Olivier Fabre, comme cela se passait dans son bureau ne nie pas, ni Anne-Marie Affret, et Raymond Nantien. Restent les époux Tiberi et Jaqueline Mokricky. Celle-là a du mal. Elle finit par admettre qu’elle a du « aller par hasard chercher des cartes que des personnes rencontrées par hasard aussi dans l’arrondissement lui avaient dit ne pas avoir reçues ». Pourquoi à elle ? Parce qu’elle travaille à la mairie évidemment. Elle ne se souvient pas du tout avoir vu du monde au bureau puis finit par dire qu’elle a peut-être croisé Madame Tiberi, madame Affret…enfin peut-être, possible mais pas sûre. Jean Tiberi prend un air offusqué à l’idée qu’on imagine sa présence dans une telle circonstance. Quant à Xavière c’est bien simple : à l’époque Tiberi était maire de Paris et ils sortaient tous les soirs par obligation.

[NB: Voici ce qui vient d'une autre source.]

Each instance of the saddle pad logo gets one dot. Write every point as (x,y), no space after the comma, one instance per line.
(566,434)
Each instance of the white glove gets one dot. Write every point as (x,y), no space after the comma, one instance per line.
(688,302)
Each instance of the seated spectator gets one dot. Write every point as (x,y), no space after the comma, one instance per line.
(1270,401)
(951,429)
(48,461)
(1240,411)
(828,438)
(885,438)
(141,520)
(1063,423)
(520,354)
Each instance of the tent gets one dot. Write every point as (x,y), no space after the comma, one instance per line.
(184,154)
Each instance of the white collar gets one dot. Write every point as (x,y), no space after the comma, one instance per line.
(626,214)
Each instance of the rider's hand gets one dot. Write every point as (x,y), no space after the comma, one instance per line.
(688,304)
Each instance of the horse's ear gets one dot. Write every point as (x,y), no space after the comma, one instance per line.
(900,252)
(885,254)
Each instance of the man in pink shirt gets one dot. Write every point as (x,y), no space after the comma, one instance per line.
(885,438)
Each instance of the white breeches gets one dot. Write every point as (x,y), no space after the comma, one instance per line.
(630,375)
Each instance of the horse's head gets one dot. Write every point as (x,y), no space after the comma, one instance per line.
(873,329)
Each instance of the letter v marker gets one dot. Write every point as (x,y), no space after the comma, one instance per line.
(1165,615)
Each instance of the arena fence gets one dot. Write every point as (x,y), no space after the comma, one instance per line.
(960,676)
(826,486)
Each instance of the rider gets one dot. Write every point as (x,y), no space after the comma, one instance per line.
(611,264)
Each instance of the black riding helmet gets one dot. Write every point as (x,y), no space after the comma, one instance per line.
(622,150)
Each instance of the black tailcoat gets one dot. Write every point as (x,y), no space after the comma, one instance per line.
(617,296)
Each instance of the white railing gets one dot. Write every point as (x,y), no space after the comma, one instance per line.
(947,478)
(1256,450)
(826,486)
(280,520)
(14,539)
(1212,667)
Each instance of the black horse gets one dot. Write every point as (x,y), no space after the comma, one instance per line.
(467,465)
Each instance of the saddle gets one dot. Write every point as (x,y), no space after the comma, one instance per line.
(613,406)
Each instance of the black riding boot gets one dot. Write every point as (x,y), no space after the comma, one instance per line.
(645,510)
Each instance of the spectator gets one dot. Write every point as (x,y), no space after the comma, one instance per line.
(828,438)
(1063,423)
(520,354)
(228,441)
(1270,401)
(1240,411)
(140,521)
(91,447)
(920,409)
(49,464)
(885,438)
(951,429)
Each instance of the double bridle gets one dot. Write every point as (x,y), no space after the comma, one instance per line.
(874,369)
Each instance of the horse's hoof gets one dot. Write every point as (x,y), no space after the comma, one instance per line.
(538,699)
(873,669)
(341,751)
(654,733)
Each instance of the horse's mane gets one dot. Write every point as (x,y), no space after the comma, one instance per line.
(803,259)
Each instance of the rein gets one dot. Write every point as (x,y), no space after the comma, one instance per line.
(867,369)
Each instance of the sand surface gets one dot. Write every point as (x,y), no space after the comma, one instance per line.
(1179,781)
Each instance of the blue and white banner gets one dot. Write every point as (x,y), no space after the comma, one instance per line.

Seul défaut dans cette cuirasse : le mauvais caractère de Monsieur Bouzeret. C’est le gardien à la mairie. Un jour, Xavière l’aurait traité de « fainéant » depuis il note sur un cahier tous ceux qui entrent et qui sortent à la minute près dès la fermeture et avant l’ouverture des bureaux. Il a bien noté en avril 94 et 97 des allées et venues vers 23 heures de Monsieur et madame Tiberi de Mokricky et des autres. Seul commentaire de Xavière : « Il faudrait que je sois folle pour aller au bureau de vote qui est sous microscope électronique ! » (sic).
Quant à Jean Tiberi il dit « Je ne me souviens de rien. D’ailleurs je trouve curieux que Monsieur Bouzeret note ces choses là ! » Puis il se contente de pointer les différentes versions d’olivier Fabre concernant sa présence.
Mais ça dure. On discute sur des détails apparemment peu importants mais qui finissent par user la résistance des uns et des autres : qui a pris quelles cartes ? Qui a vu qui faire quoi ? La fatigue monte avec la fin du jour et peu à peu chacun lâche sauf Tiberi évidemment qui en vu d’autres. Alors Xavière dit « Bof si tous ces menteurs m’ont vue, hein, je vais dire que j’y étais ! Mais moi je sais que je n’ai jamais retiré une seule carte ! ».
Jean Tiberi a mauvaise mine, ce soir. Madame Affret ne parle plus à Xavière. Les avocats de la partie civile réfléchissent à leur plaidoirie pour demain. Finalement qu’est ce que ça a donné cette confrontation ? Une petite chose avec de grosses conséquences : le dernier carré des Tibéristes a craqué : Xavière s’est désolidarisé d’Affret, Mockricky a été obligée d’avouer une partie de sa complicité, et le chef malgré ses dénégations est tout de même impliqué.

Demain, plaidoiries de la partie civile. Puis la semaine prochaine, le réquisitoire et les plaidoiries de la défense.